In Matthew 6:16, Jesus doesn’t say “if you fast” but rather, “when you fast. . .” (my emphasis). The practice of fasting is particularly neglected in the West, but fasting can be a powerful way to commune with God. Giving an intentional time and space to the Lord, to direct your heart toward your dependence on him through fasting, can point your affections toward the truth that we are dependent on him for all things—at all times. For some, fasting from food may not be an option, so consider fasting from another legitimate thing such as entertainment, technology, or other enjoyments.
Persevere in Your Pursuit of Deeper Communion
Does this feel discouraging?
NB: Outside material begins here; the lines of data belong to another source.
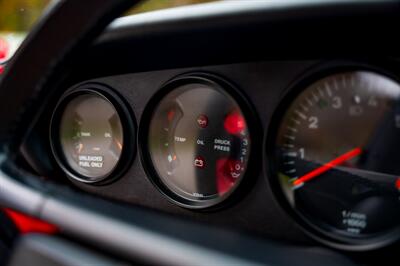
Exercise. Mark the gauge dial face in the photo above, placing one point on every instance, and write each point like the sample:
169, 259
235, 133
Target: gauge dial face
337, 155
91, 136
199, 144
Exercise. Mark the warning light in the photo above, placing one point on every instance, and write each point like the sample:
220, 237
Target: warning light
227, 171
202, 121
234, 123
3, 49
171, 115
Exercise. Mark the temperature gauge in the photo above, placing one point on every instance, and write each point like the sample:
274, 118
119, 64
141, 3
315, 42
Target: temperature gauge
199, 143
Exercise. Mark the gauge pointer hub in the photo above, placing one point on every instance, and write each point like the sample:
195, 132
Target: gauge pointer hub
328, 166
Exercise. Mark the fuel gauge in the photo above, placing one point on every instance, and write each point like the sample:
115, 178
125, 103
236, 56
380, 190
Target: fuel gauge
88, 136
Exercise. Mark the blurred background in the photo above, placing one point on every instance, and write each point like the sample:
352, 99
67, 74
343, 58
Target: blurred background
18, 16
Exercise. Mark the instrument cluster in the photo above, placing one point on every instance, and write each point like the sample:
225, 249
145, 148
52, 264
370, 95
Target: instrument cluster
329, 148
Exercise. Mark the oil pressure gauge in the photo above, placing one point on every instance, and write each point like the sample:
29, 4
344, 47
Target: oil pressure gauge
89, 138
198, 142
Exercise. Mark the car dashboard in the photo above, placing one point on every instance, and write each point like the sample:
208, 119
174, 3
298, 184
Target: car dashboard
276, 121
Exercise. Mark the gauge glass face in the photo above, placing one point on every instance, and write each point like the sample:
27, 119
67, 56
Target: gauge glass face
337, 154
91, 136
199, 143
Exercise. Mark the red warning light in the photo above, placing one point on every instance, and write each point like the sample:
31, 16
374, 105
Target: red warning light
398, 183
3, 49
170, 115
228, 171
234, 123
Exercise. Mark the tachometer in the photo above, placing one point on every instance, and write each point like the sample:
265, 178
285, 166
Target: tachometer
336, 157
198, 143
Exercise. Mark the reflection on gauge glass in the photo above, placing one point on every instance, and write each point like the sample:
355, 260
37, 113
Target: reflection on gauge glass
337, 155
199, 143
91, 136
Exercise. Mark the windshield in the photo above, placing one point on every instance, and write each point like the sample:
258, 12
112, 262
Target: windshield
18, 16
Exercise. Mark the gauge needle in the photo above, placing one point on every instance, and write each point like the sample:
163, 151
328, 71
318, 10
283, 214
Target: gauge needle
326, 167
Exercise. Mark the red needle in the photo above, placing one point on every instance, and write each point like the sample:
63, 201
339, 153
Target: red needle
326, 167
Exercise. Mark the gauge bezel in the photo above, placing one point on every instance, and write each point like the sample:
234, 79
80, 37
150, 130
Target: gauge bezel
128, 129
295, 88
253, 127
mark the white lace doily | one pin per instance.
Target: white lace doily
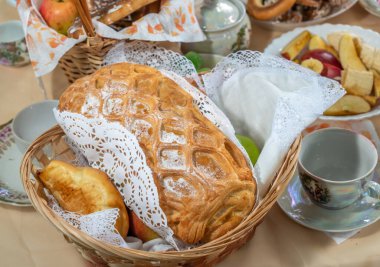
(290, 99)
(154, 56)
(101, 225)
(112, 148)
(243, 60)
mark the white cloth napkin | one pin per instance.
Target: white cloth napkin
(272, 104)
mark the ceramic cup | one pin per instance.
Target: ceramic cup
(226, 26)
(336, 168)
(13, 50)
(32, 121)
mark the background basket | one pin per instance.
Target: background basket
(51, 145)
(85, 58)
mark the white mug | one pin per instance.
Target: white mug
(32, 121)
(336, 168)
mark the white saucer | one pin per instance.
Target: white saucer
(11, 189)
(296, 204)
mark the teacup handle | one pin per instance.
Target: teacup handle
(372, 190)
(371, 195)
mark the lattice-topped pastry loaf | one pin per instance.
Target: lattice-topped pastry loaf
(205, 184)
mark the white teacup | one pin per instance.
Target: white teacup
(13, 50)
(32, 121)
(336, 168)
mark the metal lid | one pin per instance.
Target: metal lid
(216, 15)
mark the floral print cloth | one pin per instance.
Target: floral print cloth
(176, 22)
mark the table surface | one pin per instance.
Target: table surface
(29, 240)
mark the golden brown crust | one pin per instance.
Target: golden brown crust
(213, 190)
(84, 191)
(256, 8)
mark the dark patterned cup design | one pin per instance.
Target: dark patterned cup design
(336, 168)
(13, 50)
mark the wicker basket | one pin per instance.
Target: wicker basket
(85, 58)
(103, 254)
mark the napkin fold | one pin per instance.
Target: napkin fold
(270, 99)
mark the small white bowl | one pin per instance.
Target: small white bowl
(32, 121)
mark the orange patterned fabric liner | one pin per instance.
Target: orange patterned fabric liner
(176, 22)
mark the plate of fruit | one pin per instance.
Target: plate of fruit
(347, 54)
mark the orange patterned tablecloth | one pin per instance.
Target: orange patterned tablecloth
(29, 240)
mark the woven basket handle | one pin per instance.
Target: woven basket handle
(85, 17)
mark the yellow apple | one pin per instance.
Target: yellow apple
(59, 14)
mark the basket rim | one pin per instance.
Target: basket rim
(282, 177)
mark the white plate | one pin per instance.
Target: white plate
(285, 26)
(372, 6)
(297, 205)
(369, 37)
(11, 189)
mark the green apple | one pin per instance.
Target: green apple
(249, 146)
(196, 59)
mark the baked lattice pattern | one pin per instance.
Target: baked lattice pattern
(204, 183)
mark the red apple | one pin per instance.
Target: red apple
(331, 71)
(59, 14)
(323, 56)
(139, 229)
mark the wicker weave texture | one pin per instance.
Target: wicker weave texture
(104, 254)
(85, 58)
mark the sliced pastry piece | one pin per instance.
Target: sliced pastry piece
(204, 182)
(84, 190)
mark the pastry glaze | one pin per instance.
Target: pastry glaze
(205, 185)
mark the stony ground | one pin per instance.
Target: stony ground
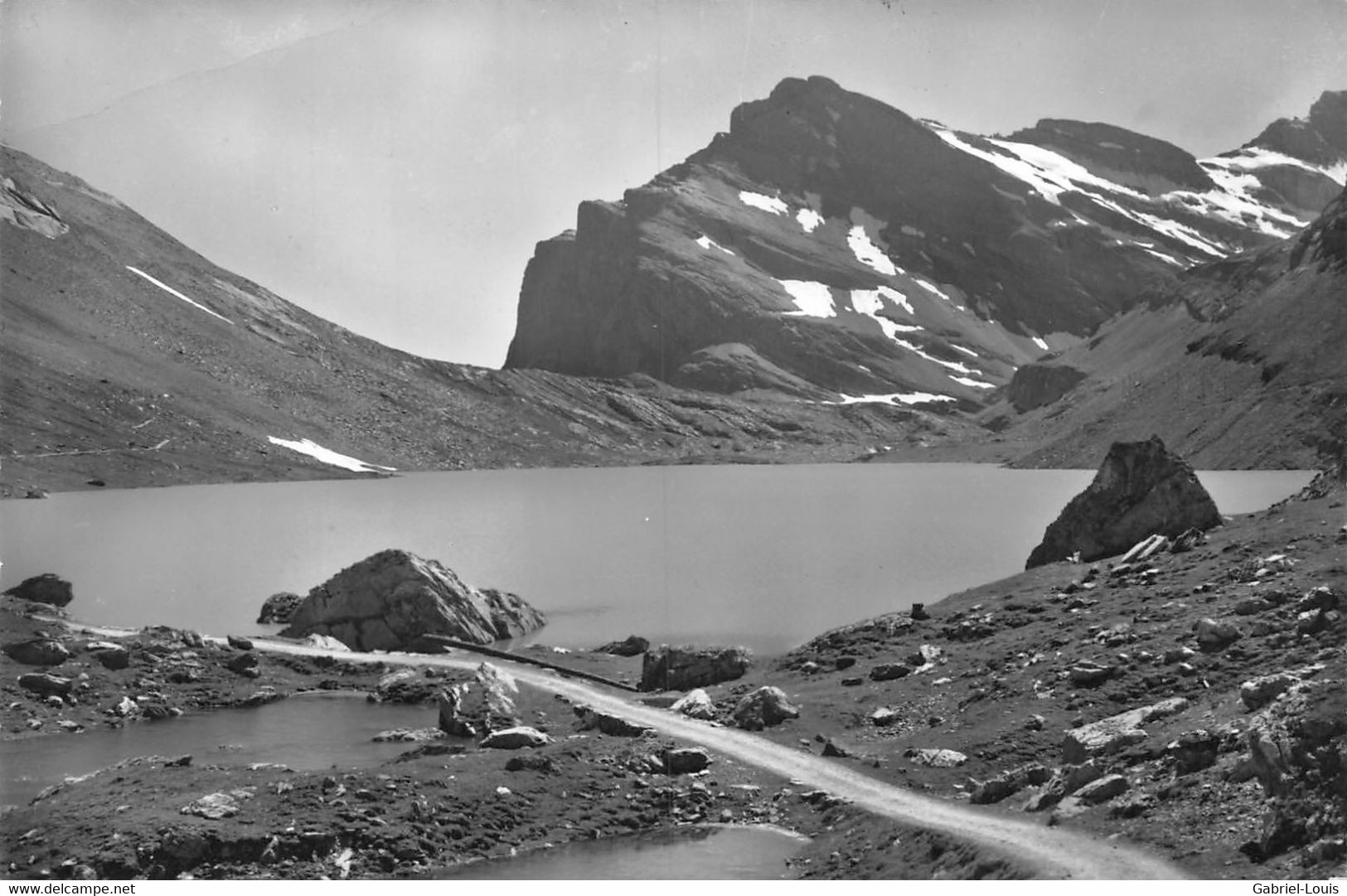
(1004, 674)
(439, 803)
(1239, 768)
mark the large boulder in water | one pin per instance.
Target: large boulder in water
(681, 669)
(279, 607)
(47, 588)
(1141, 489)
(390, 600)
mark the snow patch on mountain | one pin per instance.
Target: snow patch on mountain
(177, 294)
(808, 220)
(812, 298)
(931, 288)
(958, 366)
(870, 302)
(765, 202)
(894, 398)
(327, 456)
(1250, 158)
(866, 252)
(707, 243)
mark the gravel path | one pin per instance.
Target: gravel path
(1052, 850)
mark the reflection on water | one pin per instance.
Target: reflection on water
(693, 853)
(308, 732)
(765, 557)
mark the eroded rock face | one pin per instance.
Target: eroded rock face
(631, 646)
(1141, 489)
(47, 588)
(1039, 385)
(279, 607)
(1296, 747)
(390, 600)
(764, 708)
(516, 737)
(681, 669)
(482, 705)
(36, 651)
(1117, 732)
(695, 704)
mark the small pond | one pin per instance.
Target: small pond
(713, 852)
(308, 732)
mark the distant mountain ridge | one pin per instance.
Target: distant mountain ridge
(127, 359)
(833, 248)
(829, 280)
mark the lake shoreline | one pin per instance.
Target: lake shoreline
(986, 698)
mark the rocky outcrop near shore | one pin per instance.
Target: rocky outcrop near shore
(394, 597)
(47, 588)
(681, 669)
(1141, 489)
(279, 608)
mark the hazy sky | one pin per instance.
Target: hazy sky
(391, 165)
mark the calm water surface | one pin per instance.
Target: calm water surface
(758, 555)
(308, 732)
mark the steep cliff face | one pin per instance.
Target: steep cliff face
(1120, 155)
(127, 359)
(1297, 165)
(831, 247)
(1238, 366)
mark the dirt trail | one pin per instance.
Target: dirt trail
(1052, 850)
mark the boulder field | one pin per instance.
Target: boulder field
(1194, 702)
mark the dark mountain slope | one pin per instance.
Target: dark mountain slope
(129, 359)
(845, 248)
(1243, 364)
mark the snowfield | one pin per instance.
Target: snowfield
(177, 294)
(812, 299)
(894, 398)
(765, 202)
(868, 252)
(327, 456)
(808, 220)
(707, 243)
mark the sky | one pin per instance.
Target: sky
(390, 165)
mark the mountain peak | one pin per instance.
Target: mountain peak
(1121, 155)
(1320, 138)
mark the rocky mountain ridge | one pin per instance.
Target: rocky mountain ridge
(131, 360)
(1237, 364)
(833, 248)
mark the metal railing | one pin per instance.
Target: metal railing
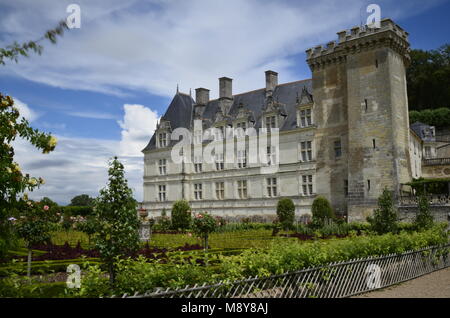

Does it feel like a checklist or mountain to climb? Let your pursuit of communion with Christ begin in that very place—the place of your weakness and need. Tell God how you feel. He knows you and wants to help you see him more clearly. Cling to his promise in Jeremiah 29:13, “You will seek me and find me, when you seek me with all your heart.” It’s not a daily mountaintop experience we’re pursuing, but rather a faithful and formative obedience—which leads to joy.